Friday, December 1, 2023

The Condescending God


Most of the time when we use the word "condescending" about someone, we think of it as a bad thing, especially here in America where we think of everyone as equal. Someone who is condescending is looking down on others as if they are better and the others need their help or want their attention. But there is a good sense of the word where someone in a position of authority like a King or the President stops and pays attention to someone in a lower station of life like their kitchen staff. In fact, most of us like to hear how a President condescends to spend a few minutes asking a staff member about their family. It shows us that they care enough about the little guy to spend some of their time and energy getting to know them. 

The incarnation is the ultimate condescension. God the Son steps down from eternal glory and enters the world so that we could commune with God. We could not on our own get to God, so God comes into the world to lift us us up to Him. We marvel at what Jesus did in coming as a baby. He condescends all the way to our level not because He needs it, but because we did and we still need it. In fact, we see throughout His earthly ministry that He recognized that His followers needed help in understanding who He was and what He was doing.

As I have been reading through the Gospel of John recently,  I've noticed a number of passages like this,

John 11:41-42 So they took away the stone. And Jesus lifted up his eyes and said, “Father, I thank you that you have heard me. I knew that you always hear me, but I said this on account of the people standing around, that they may believe that you sent me.”

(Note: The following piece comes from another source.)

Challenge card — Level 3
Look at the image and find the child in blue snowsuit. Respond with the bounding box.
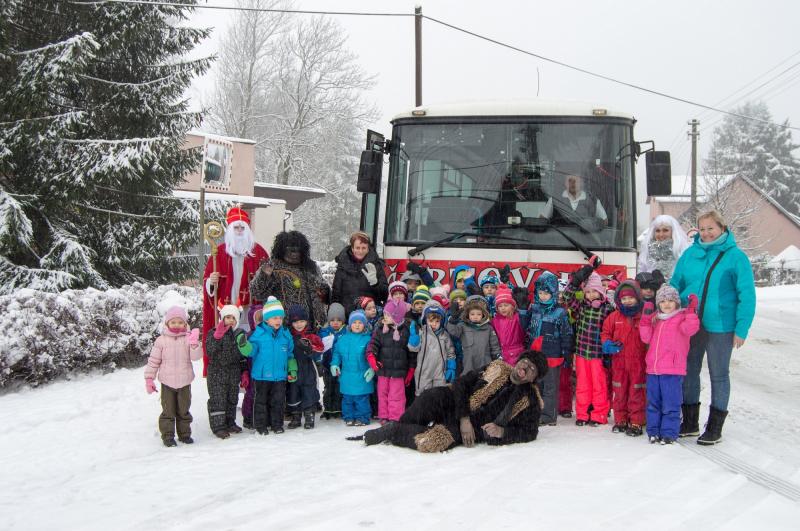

Here Jesus prays a truth out loud not because He had any doubt about His relationship with the Father, but because His disciples needed to hear it. Further, it wad not just those disciples at the time that needed to here it, but all of the disciples throughout time that Jesus was trying to help.

Jesus entered our world and lived a perfect human life for the purpose of saving us through His death and resurrection, and his condescension goes all the way to the level of how He speaks to us. Like a good grade school teacher who gets on the level of her students, Jesus gets on our level, literally and figuratively, so that we can understand what He has done for us. Jesus in His perfection and glory is so far above us that in our limited state we could never get to Him, but His love is so great that He comes down to our level. He lives and speaks in such a way that we can see and understand the very nature of God. 

This Christmas season as you think of the baby in the manger, praise God for His condescension toward us because without His coming down we could never be raised up.